Cordilleran Section - 121st Annual Meeting - 2025

Paper No. 30-6
Presentation Time: 10:05 AM

TIME-DEPENDENT EARTHQUAKE HAZARD CONSTRAINTS FROM A CALIFORNIA-WIDE PALEOSEISMIC DATABASE


OSKIN, Michael, Department of Geology, University of California, One Shields Avenue, Davis, CA 95616, USHER, Evelyn, Department of Earth and Planetary Science, UC Davis, One Shields Avenue, Davis, CA 95616 and SCHARER, Katherine, USGS, Earthquake Science Center, Pasadena, CA 91106

Time-dependent seismic source hazard-models endeavor to predict earthquake likelihood from elapsed time since a prior event. We compile 34 Oxcal-calibrated paleoseismic event records from across California to analyze the regularity of earthquake inter-event times.
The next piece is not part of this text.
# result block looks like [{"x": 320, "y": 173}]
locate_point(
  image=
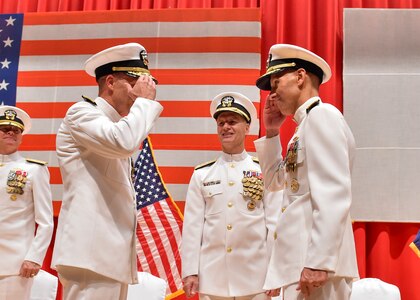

Inter-event times distributions from long paleoseismic records (n≥10 events) are well fit by the Weibull distribution, indicating that the likelihood of earthquake rupture at a paleoseismic site increases as a power-law of time since the previous event. The exponent of this power-law hazard function is typically one or less, suggesting that hazard rises rapidly immediately after the prior event, contrary to the expectation from an elastic rebound-type process. By aggregating ratios of inter-event times from shorter paleoseismic records from across California, we show that hazard exponents are generally less than one. This finding shows that irregular patterns of earthquake rupture extent and timing are the norm, which should be factored into time-dependent earthquake forecasts.